Roaming: The vendor will demonstrate that a user can roam from one access point to another without having to re-connect, and with no more than a 5 second transfer time. This should work when driving at not more than 30 MPH, anywhere in the covered area.
Encryption: Vendor should demonstrate how to set up and operate a secured wireless access channel using AES encryption for Police and other city vehicles. Detailed written instructions of the installation process will be provided.
We want to make sure users can easily pick up the signal and connect within the designated areas. To this end, we would like to ensure that the transmit signal levels and the receive sensitivity are adequate for our users.
Transmitter Test: Signal strength should be at least -70dbm at 95% of the outside street level locations within the coverage area, with none of the most popular areas below this level. The City will define these most popular areas. This can be measured by a Centrino laptop using NetStumbler or similar software.
Receiver Test: A Centrino based laptop with a built-in 802.11b chip, should be able to maintain an 11Mb/s connection at 95% of the outside street level sidewalk locations within the coverage area, with none of the most popular areas below this level.
Compatibility: The vendor should demonstrate that the system can connect to all common wireless adapters, including Linksys, Apple, Netgear, Cisco, and Centrino, without need to modify an existing IP address.
This will probably be addressed by helping to setup laptops for City residents at the kickoff.

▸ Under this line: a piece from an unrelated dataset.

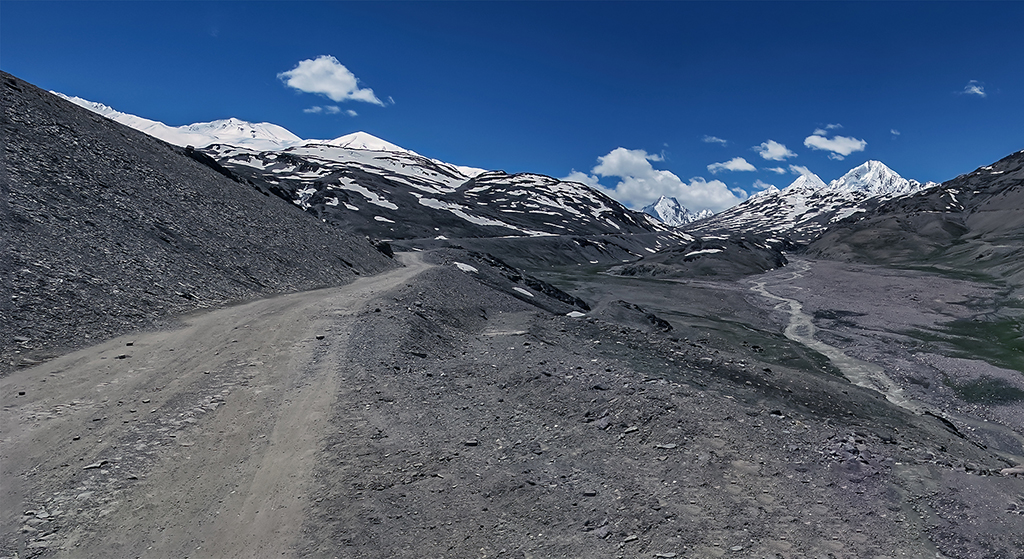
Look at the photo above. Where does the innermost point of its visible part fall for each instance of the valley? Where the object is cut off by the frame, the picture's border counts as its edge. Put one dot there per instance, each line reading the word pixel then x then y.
pixel 342 348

Kickoff: Vendor will provide at least two technicians and equipment to help citizens connect during a 6 hour kickoff party, at the time and place (within the designated area) scheduled by the City.
Obviously, the warranty and ongoing support are important to us.
Warranty: Equipment will be covered by a one year replacement guarantee. Replaced parts will be pre-configured by the vendor and ready to plug in.
Training: Vendor will provide 16 classroom hours of training to City personnel in the operation and maintenance of the system. All routine maintenance procedures, such as adding new internal users or clearing logs will be documented in writing.
Support Contract: Support coverage will be from 8:00am to 5:00pm, Monday through Friday, with a 4 hour maximum response time. Support will include of an unlimited number of phone calls for questions or dial-in changes. It will include diagnosis and resolution of any problems encountered. This includes but is not limited to any problems with users misusing the system, or city personnel not properly using the software. The resolutions may be done remotely or on site, depending on the problem. If the problem cannot be resolved remotely within 48 hours, a technician will be dispatched to the site.
Turn Key System: This will be a Turn Key system, which will be fully functional with very little ongoing support form the City.